Clear ambiguities on PDP Bill and mechanism on kids' data: IAMAI urges Centre

The IAMAI also requested the government to clearly indicate reasonable timelines by which the various provisions of the DPDP will be implemented

IANS Photo
IANS Photo


As India prepares for guardrails to protect its citizens' data, the Internet and Mobile Association of India (IAMAI) on Monday said the government needs to provide some clarifications regarding the Digital Digital Personal Data Protection (DPDP) Bill, including children's personal data.

On behalf of its members, the association requested the government to provide clarifications regarding the DPDP so that once it is passed into an Act, there is better compliance by IAMAI members.

"In particular, there remain ambiguities surrounding the timelines for implementing the various provisions of the Bill and mechanisms for obtaining verifiable parental consent to process the personal data of children," said the association.

The deadline for public consultation on the PDP bill was till January 2, according to Union Minister of State for Electronics and Information Technology Rajeev Chandrasekhar.

The IAMAI also requested the government to clearly indicate reasonable timelines by which the various provisions of the DPDP will be implemented and to adopt a graded approach to prescribing such timelines.
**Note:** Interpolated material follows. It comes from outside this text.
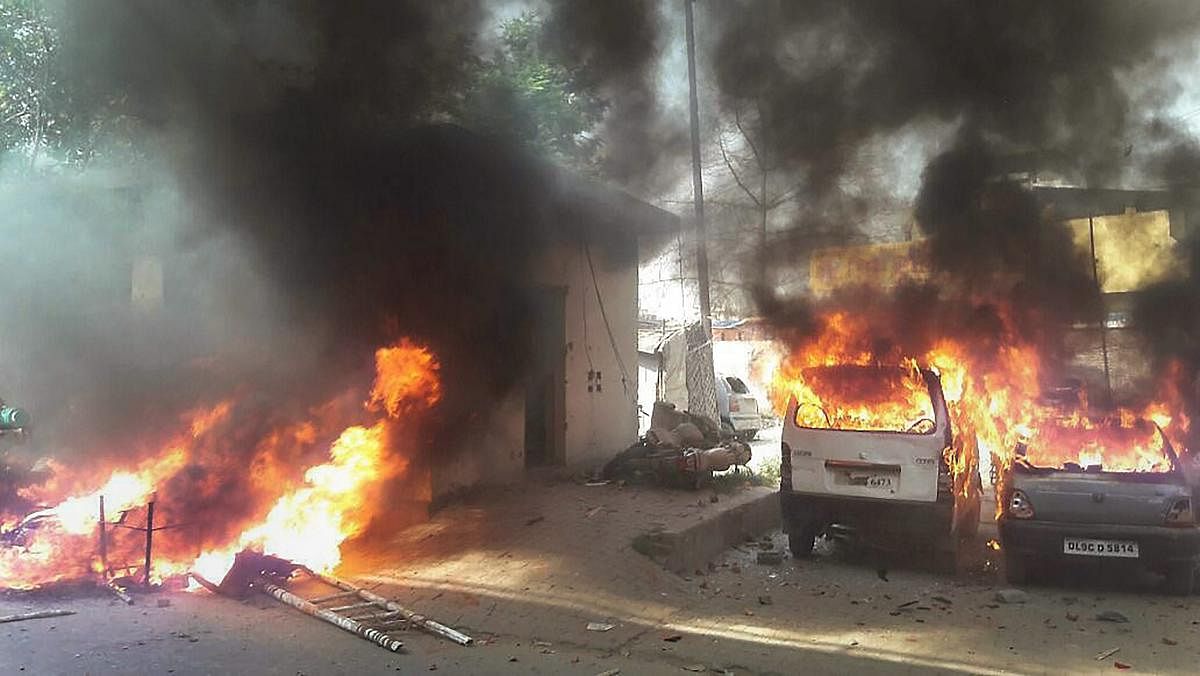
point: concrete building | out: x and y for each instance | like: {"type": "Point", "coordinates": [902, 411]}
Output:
{"type": "Point", "coordinates": [579, 404]}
The government in August withdrew the contentious PDP Bill that saw 81 amendments in the past three years, aiming to introduce a new bill that fits into the comprehensive legal framework and protects the data of billions of citizens.

The new draft will allow cross-border transfer of some users' data with "certain notified countries and territories".
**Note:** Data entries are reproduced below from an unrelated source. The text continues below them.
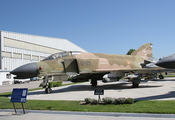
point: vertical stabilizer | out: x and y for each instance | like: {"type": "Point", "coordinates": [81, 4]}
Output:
{"type": "Point", "coordinates": [144, 51]}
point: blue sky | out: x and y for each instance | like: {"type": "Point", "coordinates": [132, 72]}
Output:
{"type": "Point", "coordinates": [99, 26]}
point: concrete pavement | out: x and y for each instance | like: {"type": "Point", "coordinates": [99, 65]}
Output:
{"type": "Point", "coordinates": [151, 90]}
{"type": "Point", "coordinates": [60, 115]}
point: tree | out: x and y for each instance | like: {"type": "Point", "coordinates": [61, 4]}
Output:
{"type": "Point", "coordinates": [130, 51]}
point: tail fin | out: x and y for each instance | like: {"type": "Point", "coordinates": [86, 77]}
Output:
{"type": "Point", "coordinates": [144, 51]}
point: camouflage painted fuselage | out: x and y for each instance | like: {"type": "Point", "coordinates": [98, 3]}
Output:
{"type": "Point", "coordinates": [93, 65]}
The new PDP bill has also proposed harsh penalties of as much as Rs 250 crore on people and companies that fail to prevent data breaches.

The IAMAI hailed the liberalised framework for cross-border data flows and the exclusion of non-personal data from the ambit of the DPDP Bill.

"By following a deep and wide process of consultation including that of a joint parliamentary committee (excluding non-essential provisions), by making a clear commitment that no rules exceeding the provisions of the Act would be made, and yet protecting the interests of the state, citizens and the digital economy, this Bill has possibly set up new standards of law-making," IAMAI President, Dr Subho Ray, said.

The association said the Bill imposes only financial penalties for non-compliance as opposed to both financial and criminal penalties.

According to the feedback received from the majority of IAMAI members, the reconceptualisation of the data protection framework in the DPDP to balance innovation and economic growth with the interests of users will go a long way to assuage concerns of digital businesses and help make India a trillion-dollar digital economy by 2025.